Cells can provide superior models for disease when compared to animal models.

With the advancement in stem cell technologies, cell modelling has become a new way to investigate human disease in humans. Cells can be taken from patients with the disease of interest in the form of a skin biopsy, blood, or urine and ‘reprogrammed’ into stem cells. These stem cells can then be made into any cell in the body, a process known as differentiation. As we are interested in the Retinal Pigment Epithelium (RPE) in bestrophinopathies, these stem cells are differentiated into RPE. These RPE cells in a dish behave in the same way as the RPE cells at the back of the patient's eye. Therefore, we can use these to investigate what is happening in the disease and attempt to find treatments. 

Schematic showing stem cell creation from patient skin biopsy, differentiation into RPE cells and using these RPE cells for personalised medicine, drug discovery/screening, disease modeling and mutation correction for transplantation.

Advantages of cell models: 

  • Same cells as the patient – act in the same way. 

  • Can study the effect of different mutations in different patients 

  • Infinite production of cells. 

  • Storable – cells can be kept in liquid nitrogen for extremely long periods of time. 

  • Maintains cell-to-cell interactions. 

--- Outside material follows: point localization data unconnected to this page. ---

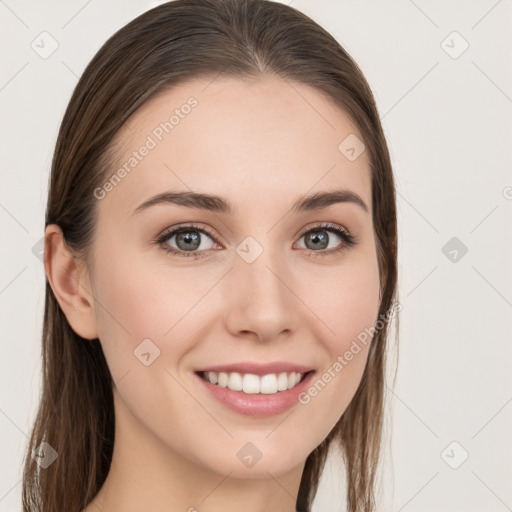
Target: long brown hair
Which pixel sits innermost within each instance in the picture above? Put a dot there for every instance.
(174, 42)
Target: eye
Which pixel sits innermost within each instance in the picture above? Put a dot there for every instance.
(189, 241)
(192, 240)
(318, 240)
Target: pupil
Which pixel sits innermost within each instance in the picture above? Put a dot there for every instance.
(319, 239)
(190, 239)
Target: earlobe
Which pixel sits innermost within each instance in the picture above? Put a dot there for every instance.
(70, 283)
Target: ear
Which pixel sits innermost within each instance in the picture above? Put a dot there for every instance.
(70, 283)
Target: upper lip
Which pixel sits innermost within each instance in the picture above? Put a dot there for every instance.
(257, 368)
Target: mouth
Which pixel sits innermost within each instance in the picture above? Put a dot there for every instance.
(254, 384)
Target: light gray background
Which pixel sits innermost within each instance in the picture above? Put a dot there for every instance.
(448, 123)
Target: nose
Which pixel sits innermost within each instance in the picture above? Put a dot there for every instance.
(261, 302)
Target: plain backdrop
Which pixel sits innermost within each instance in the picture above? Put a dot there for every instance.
(441, 75)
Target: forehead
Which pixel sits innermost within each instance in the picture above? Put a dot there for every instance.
(256, 142)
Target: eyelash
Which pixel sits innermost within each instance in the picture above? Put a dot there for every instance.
(349, 240)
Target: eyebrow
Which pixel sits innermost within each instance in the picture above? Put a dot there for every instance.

  • Can look at early stage disease processes 

  • Cells can be used to ensure therapies work prior to putting into patient 

Disadvantages of cell models: 

  • Loss of cell-to-environment interactions – cells are taken out of the environment for which they would usually be present in. This can influence the modelling diseases associated with how the cell of interest interacts with the surrounding environment in the body. 

  • Specialised techniques to establish cell line and stem cell stocks. 

  • Sometimes cells just aren’t happy to grow out of the body. 

Cell models of disease are being increasingly used to model bestrophinopathies. Carter et al, have used stem cells from ADVIRC patients to model the disease in the dish. This research has shown that a mutation in the BEST1 gene results in the BEST1 protein being mis-localised within the RPE cells, leading to disease. This can be seen by this image taken from that paper. Usually the labeled BEST1 protein (green) can be seen only one the basal membrane of the RPE (top image). Whereas, in the patient cells it can be seen all over the RPE cell membrane (bottom image).

Image of RPE cells labeled for BEST1 protein (green). Top = healthy RPE cells. Bottom = Patient diseased RPE cells.